You had originally tagged this C++, but it would appear to be a C program. C will automatically provide an implicit declaration for a function if there is no prototype in scope (such as due to the omission of #include <stdio.h>). The implicit declaration would be:

int printf(); 

Meaning that printf is a function that returns an int and can take any number of arguments. This prototype happened to work for your call. You should #include <stdio.h>

Finally, I should add that the current C standard (ISO/IEC 9899:1999 or colloquially "C99") does not allow implicit declarations, and this program would not conform. Implicit declarations were removed. I believe your compiler does not support C99. C++ also requires correct prototypes and does not do implicit declarations.

Answer 2

In strict compliance mode (that means "in theory"), you invoke undefined behaviour (which is bad) when you call a function that takes a variable number of arguments without a prototype declaration of the function in scope.
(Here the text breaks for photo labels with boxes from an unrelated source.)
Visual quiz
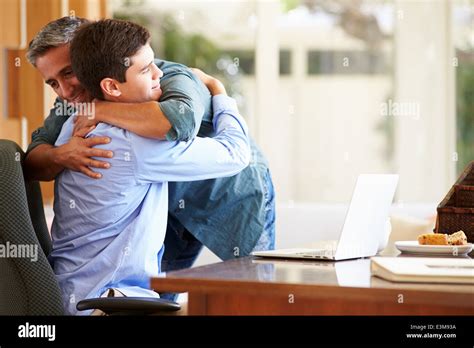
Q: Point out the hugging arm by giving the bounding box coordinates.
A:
[25,69,204,181]
[130,91,250,183]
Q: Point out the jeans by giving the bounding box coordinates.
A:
[160,171,275,301]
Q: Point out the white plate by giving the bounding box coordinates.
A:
[395,240,472,256]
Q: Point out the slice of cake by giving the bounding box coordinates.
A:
[448,231,467,245]
[418,233,448,245]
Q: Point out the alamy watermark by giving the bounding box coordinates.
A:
[0,241,38,262]
[54,100,95,120]
[380,99,420,120]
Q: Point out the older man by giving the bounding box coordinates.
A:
[26,17,275,298]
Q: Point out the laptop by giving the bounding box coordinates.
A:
[252,174,399,261]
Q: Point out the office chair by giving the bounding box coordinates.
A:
[0,139,180,315]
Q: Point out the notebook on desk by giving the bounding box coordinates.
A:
[252,174,398,261]
[371,257,474,284]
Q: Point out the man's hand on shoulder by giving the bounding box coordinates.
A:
[190,68,227,96]
[52,131,113,179]
[72,99,103,137]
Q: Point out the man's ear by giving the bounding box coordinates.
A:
[100,77,122,98]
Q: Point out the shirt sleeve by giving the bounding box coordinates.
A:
[159,69,204,141]
[129,95,250,183]
[26,98,69,154]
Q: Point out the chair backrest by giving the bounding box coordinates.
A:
[0,140,64,315]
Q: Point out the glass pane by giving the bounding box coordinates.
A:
[452,0,474,174]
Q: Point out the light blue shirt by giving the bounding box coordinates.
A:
[50,95,250,314]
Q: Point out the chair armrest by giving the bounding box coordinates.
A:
[76,297,181,315]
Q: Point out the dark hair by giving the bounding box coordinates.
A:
[26,16,89,66]
[71,19,150,99]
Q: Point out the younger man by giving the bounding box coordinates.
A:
[50,20,250,314]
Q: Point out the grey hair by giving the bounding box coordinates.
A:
[26,16,89,67]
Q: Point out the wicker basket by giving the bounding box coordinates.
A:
[434,161,474,243]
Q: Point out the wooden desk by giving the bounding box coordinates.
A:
[151,257,474,315]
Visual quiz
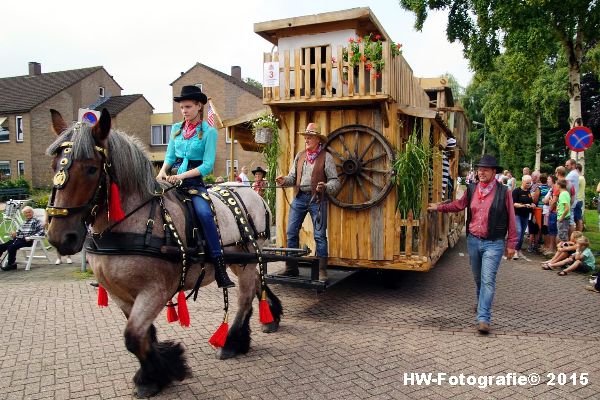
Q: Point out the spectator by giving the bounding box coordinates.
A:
[556,179,571,241]
[239,165,250,186]
[0,206,44,271]
[573,163,585,232]
[252,167,267,197]
[542,231,583,271]
[549,236,596,276]
[427,155,517,334]
[512,175,535,261]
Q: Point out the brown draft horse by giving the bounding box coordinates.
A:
[47,110,282,397]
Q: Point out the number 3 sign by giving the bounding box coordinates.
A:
[263,61,279,87]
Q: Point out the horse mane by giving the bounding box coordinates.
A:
[46,123,156,195]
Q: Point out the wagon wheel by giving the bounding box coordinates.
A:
[326,125,394,210]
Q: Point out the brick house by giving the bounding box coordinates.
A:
[0,62,152,187]
[166,63,265,178]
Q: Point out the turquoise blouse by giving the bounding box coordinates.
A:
[165,121,217,176]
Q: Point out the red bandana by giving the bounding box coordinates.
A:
[306,144,323,164]
[183,121,202,140]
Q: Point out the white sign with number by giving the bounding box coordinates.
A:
[263,61,279,87]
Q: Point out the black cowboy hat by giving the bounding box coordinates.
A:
[475,154,502,172]
[173,85,208,104]
[252,167,267,176]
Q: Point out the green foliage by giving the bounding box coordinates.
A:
[392,132,432,218]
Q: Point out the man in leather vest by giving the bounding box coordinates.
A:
[428,155,518,334]
[275,122,340,281]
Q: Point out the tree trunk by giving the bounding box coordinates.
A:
[533,112,542,171]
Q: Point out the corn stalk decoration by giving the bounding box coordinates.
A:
[392,132,433,218]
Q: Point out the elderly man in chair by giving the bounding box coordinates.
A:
[0,206,44,271]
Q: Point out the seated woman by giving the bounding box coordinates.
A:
[156,86,235,288]
[548,236,596,276]
[542,231,583,271]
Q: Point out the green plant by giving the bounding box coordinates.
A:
[343,33,402,78]
[252,114,281,223]
[392,132,433,218]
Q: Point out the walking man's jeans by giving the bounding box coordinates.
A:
[515,215,529,250]
[467,235,505,324]
[0,238,33,265]
[287,192,328,257]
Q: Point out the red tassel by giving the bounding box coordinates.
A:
[167,300,179,323]
[258,290,275,325]
[98,285,108,307]
[177,290,190,328]
[208,320,229,347]
[108,182,125,222]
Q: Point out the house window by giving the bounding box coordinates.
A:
[0,161,10,179]
[151,125,171,146]
[0,117,10,143]
[225,129,237,144]
[225,160,239,176]
[15,115,23,142]
[17,161,25,178]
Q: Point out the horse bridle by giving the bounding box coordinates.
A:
[46,142,110,225]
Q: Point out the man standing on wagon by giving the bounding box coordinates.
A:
[275,122,340,281]
[428,155,518,334]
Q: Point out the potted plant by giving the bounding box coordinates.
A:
[252,114,278,144]
[343,33,402,85]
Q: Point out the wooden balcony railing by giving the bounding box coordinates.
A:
[263,43,427,105]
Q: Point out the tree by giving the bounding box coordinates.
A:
[400,0,600,166]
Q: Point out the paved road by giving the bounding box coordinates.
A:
[0,238,600,400]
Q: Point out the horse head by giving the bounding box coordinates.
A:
[46,109,111,254]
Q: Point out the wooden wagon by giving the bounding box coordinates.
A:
[224,8,467,271]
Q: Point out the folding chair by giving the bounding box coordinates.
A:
[19,208,52,271]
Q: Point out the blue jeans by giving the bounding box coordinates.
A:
[192,186,223,259]
[467,235,505,324]
[287,192,329,257]
[515,214,529,250]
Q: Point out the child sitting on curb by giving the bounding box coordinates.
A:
[548,236,596,276]
[542,231,583,271]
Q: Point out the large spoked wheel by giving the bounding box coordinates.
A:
[326,125,394,210]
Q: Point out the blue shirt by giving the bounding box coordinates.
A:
[165,121,217,176]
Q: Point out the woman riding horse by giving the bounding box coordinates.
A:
[156,86,235,288]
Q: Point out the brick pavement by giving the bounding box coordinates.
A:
[0,238,600,400]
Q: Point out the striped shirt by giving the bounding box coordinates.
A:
[17,217,44,239]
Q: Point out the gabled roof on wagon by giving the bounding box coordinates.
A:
[254,7,391,45]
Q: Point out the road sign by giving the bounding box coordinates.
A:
[565,126,594,152]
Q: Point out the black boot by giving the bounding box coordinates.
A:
[213,256,235,288]
[279,261,300,276]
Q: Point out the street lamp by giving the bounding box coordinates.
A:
[471,121,485,157]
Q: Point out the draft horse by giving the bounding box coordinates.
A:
[47,110,282,397]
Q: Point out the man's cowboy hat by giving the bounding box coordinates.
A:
[173,85,208,104]
[252,167,267,176]
[298,122,327,143]
[475,154,502,172]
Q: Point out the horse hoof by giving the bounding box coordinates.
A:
[217,348,237,360]
[261,321,279,333]
[133,384,160,399]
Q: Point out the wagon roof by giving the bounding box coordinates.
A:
[254,7,391,45]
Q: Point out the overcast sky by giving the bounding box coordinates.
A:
[0,0,472,112]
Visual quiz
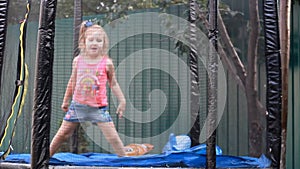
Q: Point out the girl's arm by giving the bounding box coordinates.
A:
[106,59,126,118]
[61,57,77,112]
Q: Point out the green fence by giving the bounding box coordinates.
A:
[1,4,286,160]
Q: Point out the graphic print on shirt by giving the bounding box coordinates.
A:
[79,69,102,97]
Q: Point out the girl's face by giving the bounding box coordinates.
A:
[85,29,104,57]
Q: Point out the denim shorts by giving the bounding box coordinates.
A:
[64,101,112,123]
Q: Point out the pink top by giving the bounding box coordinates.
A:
[73,56,108,107]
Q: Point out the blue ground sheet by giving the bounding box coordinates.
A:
[0,136,271,168]
[0,146,271,168]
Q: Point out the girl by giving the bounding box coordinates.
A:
[50,21,126,157]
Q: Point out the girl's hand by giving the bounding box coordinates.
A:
[61,102,69,112]
[116,102,126,119]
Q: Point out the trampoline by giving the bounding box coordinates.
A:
[0,0,281,168]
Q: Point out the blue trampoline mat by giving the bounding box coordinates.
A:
[2,145,271,168]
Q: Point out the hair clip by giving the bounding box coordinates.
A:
[84,21,93,27]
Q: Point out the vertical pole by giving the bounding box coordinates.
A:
[70,0,82,153]
[206,0,218,169]
[279,0,292,169]
[263,0,282,168]
[0,0,9,93]
[189,0,200,146]
[31,0,57,169]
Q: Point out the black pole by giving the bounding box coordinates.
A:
[70,0,82,153]
[0,0,9,96]
[206,0,218,168]
[263,0,282,168]
[31,0,57,169]
[189,0,200,146]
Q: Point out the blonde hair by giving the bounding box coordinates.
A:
[78,21,109,54]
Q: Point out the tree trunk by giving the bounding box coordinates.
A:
[245,0,263,157]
That means that the compiler is allowed to do anything it likes with a program that uses printf() without the prototype from #include <stdio.h> or an equivalent declaration. "Anything it likes" includes working correctly as one of the options; that seems to be the option chosen by your example.

In practice, the code will work OK with most practical compilers even without the formal declaration of the printf() function.

As was pointed out by qrdl, the function was found because the C compiler links with the C library.

Note that Chris Young's comment about C99 and 'implicit int' is accurate, but the rule about 'variable arguments functions must have a prototype in scope' applies to both C89 and C99. Most compilers do not work in a strict C99 compatibility mode by default because there is too much code that would not compile like that.

Chris Young commented:

To clarify, my comment was on C99 removing implicit declarations. By saying "implicit int", I think you are referring to the C89 feature of allowing declarations such as foo(void); to mean int foo(void);, something C99 also removed.

Chris is, of course, correct. There were two 'implicit declaration' features removed from the C99 standard. The foreword to the standard lists them as:

• remove implicit int
• remove implicit function declaration

I was not thinking (and hence not writing) clearly enough. Nevertheless, both C89 and C99 require a prototype in scope for functions that take a variable number of arguments.

To illustrate:

extern int pqr(); int main(void) {     int i = pqr(1, 3);     return i; } 

Without the first line, this is a correct C89 fragment with an implicit declaration of the function pqr() as a function that returns an integer (with unspecified arguments). If the first line is replaced by extern pqr();, then this is a correct C89 fragment with an explicit declaration of pqr() as a function that returns an integer (with unspecified arguments), but the return type is 'implicit int'. As written, the function is explicitly declared and has an explicit int return type - but it still has unspecified arguments. I believe that is valid C99 - albeit not wholly desirable. Certainly, GCC (3.4.4) accepts it with the options '-std=c99 -pedantic". Ideally, the function declaration should include the full prototype. (And, if pqr() were defined with ellipsis, that prototype would be required in theory!)